Taylor and colleagues point out that hospital discharge data sources such as these are easily accessible to administrators and safety personnel and can be a useful source of information for patient safety. By describing patient safety events at the population level, their method capitalizes on the consistent standardized information the discharge data provide, and could be used by any health care entity across the United States and the world that utilizes the ICD system for coding.
Nationwide, patient safety efforts and innovations in health care are already accelerating due to financial implications of the Affordable Care Act, which limits reimbursement to facilities when specific known-preventable errors occur during a patient’s treatment. Improved population-level surveillance of all errors, Taylor suggested, can help guide safety innovators to take the next steps forward.
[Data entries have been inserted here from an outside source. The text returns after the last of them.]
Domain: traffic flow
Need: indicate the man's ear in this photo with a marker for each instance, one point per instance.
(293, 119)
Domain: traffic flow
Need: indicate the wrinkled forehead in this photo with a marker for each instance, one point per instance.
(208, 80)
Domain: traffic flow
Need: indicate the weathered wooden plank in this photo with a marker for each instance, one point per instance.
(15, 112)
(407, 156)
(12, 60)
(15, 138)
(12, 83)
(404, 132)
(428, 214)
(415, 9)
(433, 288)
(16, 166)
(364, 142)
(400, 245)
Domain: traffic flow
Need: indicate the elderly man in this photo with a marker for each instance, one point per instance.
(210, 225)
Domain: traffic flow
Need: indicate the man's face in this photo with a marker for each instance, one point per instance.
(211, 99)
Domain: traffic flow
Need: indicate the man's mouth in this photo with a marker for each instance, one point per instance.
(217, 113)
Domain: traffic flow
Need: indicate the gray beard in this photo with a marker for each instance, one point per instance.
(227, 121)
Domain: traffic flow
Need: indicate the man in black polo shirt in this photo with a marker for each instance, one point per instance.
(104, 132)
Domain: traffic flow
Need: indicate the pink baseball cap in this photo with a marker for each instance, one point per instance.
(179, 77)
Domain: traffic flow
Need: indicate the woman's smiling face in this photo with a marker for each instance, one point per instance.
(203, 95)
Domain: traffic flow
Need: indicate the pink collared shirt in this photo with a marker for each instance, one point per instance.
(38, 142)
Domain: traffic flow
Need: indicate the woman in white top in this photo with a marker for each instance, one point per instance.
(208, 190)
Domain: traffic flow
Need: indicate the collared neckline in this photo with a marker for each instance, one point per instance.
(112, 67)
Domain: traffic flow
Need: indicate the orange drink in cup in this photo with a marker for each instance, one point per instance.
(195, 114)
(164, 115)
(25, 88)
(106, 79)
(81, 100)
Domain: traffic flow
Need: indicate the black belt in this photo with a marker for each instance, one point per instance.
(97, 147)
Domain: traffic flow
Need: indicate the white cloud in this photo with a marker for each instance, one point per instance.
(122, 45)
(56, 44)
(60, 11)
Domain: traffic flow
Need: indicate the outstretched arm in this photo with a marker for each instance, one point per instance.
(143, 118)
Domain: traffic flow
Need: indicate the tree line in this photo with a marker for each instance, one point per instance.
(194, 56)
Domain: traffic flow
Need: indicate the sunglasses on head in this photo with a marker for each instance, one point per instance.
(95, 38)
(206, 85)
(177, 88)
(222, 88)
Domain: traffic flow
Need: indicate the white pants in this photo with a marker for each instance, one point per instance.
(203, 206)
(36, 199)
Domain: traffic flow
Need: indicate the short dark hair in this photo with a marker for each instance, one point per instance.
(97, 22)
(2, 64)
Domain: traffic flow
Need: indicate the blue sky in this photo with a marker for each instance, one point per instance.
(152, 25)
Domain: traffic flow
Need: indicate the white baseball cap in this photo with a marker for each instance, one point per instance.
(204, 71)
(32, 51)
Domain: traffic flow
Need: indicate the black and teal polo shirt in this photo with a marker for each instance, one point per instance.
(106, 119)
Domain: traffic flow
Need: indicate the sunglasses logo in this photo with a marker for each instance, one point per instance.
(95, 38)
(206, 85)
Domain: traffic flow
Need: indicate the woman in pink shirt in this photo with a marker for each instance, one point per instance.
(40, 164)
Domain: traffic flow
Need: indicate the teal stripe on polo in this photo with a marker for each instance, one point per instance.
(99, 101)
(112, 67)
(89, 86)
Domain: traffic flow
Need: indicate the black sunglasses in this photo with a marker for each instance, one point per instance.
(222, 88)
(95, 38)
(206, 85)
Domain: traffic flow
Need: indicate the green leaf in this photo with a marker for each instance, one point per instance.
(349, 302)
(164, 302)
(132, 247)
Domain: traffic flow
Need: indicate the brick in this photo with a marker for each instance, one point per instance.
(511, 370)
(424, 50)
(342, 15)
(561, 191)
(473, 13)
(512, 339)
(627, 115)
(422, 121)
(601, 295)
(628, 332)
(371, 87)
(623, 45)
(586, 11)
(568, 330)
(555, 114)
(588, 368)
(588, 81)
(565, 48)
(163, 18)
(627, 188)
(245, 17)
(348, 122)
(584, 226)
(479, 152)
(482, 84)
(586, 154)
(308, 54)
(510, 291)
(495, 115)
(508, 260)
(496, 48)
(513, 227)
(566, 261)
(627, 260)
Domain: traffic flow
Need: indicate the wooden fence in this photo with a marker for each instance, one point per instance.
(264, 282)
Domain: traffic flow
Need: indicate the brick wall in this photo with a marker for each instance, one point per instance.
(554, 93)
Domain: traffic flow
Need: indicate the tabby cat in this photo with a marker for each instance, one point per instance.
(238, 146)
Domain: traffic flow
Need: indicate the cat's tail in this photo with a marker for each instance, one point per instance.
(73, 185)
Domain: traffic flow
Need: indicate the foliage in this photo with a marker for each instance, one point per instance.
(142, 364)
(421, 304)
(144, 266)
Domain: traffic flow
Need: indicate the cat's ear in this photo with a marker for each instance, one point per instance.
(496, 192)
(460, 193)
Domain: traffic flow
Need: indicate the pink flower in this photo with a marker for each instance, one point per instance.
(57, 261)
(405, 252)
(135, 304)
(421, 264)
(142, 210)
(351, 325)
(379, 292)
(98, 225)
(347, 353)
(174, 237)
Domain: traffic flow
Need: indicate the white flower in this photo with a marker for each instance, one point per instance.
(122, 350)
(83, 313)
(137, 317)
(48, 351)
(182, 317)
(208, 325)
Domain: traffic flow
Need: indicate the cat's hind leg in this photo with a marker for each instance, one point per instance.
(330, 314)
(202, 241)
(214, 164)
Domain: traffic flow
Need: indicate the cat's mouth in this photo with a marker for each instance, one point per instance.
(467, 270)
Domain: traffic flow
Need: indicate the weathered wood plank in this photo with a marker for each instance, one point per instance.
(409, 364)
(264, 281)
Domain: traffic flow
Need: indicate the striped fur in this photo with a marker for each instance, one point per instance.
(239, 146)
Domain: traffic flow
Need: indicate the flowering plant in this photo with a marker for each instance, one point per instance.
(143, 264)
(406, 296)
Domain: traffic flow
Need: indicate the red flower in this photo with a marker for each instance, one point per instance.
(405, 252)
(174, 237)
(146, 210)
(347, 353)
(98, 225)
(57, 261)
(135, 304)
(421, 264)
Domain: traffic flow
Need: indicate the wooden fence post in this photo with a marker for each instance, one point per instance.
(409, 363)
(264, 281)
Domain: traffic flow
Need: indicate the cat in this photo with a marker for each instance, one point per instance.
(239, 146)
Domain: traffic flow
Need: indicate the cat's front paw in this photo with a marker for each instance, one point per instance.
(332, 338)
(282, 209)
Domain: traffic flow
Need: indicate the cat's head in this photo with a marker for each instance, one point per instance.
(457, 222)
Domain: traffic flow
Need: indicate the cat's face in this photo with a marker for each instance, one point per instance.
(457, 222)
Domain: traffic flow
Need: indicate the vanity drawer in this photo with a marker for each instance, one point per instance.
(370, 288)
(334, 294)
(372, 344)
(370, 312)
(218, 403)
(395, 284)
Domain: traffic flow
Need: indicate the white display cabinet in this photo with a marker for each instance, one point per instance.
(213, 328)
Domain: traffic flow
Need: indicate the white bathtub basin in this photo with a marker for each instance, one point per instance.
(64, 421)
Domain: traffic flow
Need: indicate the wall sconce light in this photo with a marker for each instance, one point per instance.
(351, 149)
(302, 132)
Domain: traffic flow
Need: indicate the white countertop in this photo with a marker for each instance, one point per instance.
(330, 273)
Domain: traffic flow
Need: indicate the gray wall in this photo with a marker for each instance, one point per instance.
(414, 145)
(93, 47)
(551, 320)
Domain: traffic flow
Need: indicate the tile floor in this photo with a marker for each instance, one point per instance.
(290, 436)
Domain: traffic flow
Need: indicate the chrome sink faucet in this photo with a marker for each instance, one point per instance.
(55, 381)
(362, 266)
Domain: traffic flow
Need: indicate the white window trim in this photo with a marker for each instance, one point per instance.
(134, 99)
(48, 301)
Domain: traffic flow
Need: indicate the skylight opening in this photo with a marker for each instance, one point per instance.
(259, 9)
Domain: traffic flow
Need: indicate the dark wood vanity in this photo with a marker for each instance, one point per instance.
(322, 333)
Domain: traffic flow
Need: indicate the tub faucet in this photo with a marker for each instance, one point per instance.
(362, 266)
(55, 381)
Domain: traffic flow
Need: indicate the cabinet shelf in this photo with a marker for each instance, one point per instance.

Taylor noted that some of Pennsylvania’s additional patient safety data sources make it a promising location to take the population-level analysis even deeper: “Pennsylvania has a strong commitment to patient safety and reporting,” said Taylor. “Many great data sources exist such as the Pennsylvania Health Care Cost Containment Commissioner’s state hospital discharge data and the Patient Safety Authority’s Patient Safety Reporting System. In our paper we recommend that these two systems be explored to discover how Pennsylvania can make even more advances in understanding the scope of the problem and how we should leverage our unique commitment to data into prevention opportunities.”
For patients concerned about preventing medical errors in their own care, Taylor recommends using the resources and fact sheets available from the National Patient Safety Foundation.